Prima Serata Del 63esimo Festival Della Canzone Italiana

Fabio Fazio a Sanremo nel 2013 con Luciana Littizzetto

L’edizione Fazio porta la musica a un livello successivo, nel quale si può essere impegnati senza che arrivino necessariamente i leghisti a rompere le scatole. Ritorna il rap, arriva perfino un venticello di EDM (Bob Rifo è sul palco con Gualazzi in una improbabile accoppiata che manca la vittoria per un soffio). La seconda edizione Fazio sembra essere in crisi, gli ascolti fanno fatica, e l’arrivo di Carlo Conti annuncia un cambio di rotta verso il tradizionalismo. Ma già per il Conti 2 ci sono rapper come Clementino e Rocco Hunt e se la giocano con serietà, in discorsi che esulano quasi del tutto dalle dinamiche di quello che in Italia chiamiamo impropriamente trash (inteso come il brutto che partecipa a Sanremo sapendo di essere tale). Persino lo sberleffo, il comico in gara (un drammatico punto debole del festival che infesta il concorso dagli anni ottanta) è praticamente irrintracciabile a parte qualche edizione in cui Elio torna a nelle vesti di un Carmelo Bene del pop. Cosa rimane? La musica. E nelle edizioni più recenti abbiamo ad esempio artisti di estrazione indie/alternative che pascolano per il festival come concorrenti e (soprattutto) autori, che a volte sfiorano il premio (Lo Stato Sociale) e fanno numeri senza senso dopo il festival (Colapesce/Di Martino).

In un contesto del genere si può pensare in grande. Vincono personaggi che un decennio prima avrebbero occupato la zona retrocessione: Mahmood, Stadio, Maneskin. Tutto questo ha aiutato una diversa percezione del Festival, che oggi è seguito con più passione dai musicofili che dal pubblico generico. Il musicofilo non guarda Sanremo in cerca di squarci sul futuro della musica, certo. Ma non lo evita più, se non in certi casi, e quando lo guarda non ha più quell’atteggiamento dello snob che insegue un guilty pleasure e si lava le mani col sapone dopo averlo toccato (un atteggiamento che invece continua a vedersi – ad esempio – nei commenti live all’Eurovision Song Contest). Facciamo il tifo per le canzoni che ci piacciono, tifiamo contro le canzoni che odiamo.

Mahmood Blanco

Mahmood e Blanco sul palco dell’ultimo Festival di Sanremo

E così arriviamo all’ultima edizione, che al momento ammetto di aver trovato molto deludente in termini di qualità delle canzoni in gara. Ma a volte occorre accettare che non tutte le ciambelle vengon fuori col buco, e anche le canzoni deludenti sono cantate in gran parte da artisti che salgono sul palco con un atteggiamento rispettoso, la voglia di fare benissimo e -davvero- nessuna sicurezza che vada bene. In un contesto televisivo che ha fatto tutto quel che serviva affinché Mahmood e Blanco potessero giocarsela alla pari con Massimo Ranieri, e una volta usciti da quel teatro ognuno farà la sua strada.

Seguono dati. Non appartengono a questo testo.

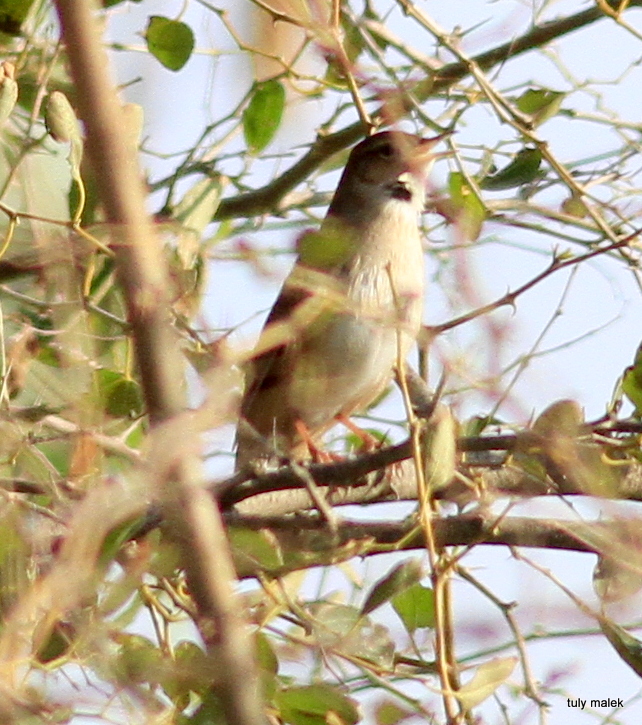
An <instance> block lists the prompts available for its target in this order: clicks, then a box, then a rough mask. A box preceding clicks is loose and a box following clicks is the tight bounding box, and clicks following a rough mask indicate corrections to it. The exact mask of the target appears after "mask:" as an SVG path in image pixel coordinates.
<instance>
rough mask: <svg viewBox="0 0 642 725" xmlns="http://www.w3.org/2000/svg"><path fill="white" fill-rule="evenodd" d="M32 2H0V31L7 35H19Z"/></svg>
mask: <svg viewBox="0 0 642 725" xmlns="http://www.w3.org/2000/svg"><path fill="white" fill-rule="evenodd" d="M32 5H33V0H2V1H1V2H0V31H1V32H3V33H7V34H8V35H19V34H20V31H21V26H22V23H23V22H24V21H25V20H26V18H27V15H28V14H29V10H31V6H32Z"/></svg>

In un mondo dove il Festivalbar è morto e sepolto, e si dibatte con regolarità la crisi dei talent show, Sanremo prospera nell’immaginario popolare italiano come negli anni in cui una buona performance all’Ariston ti faceva vendere milioni di copie. Per una volta, onore al merito di chi l’ha portato ad essere quello che è oggi.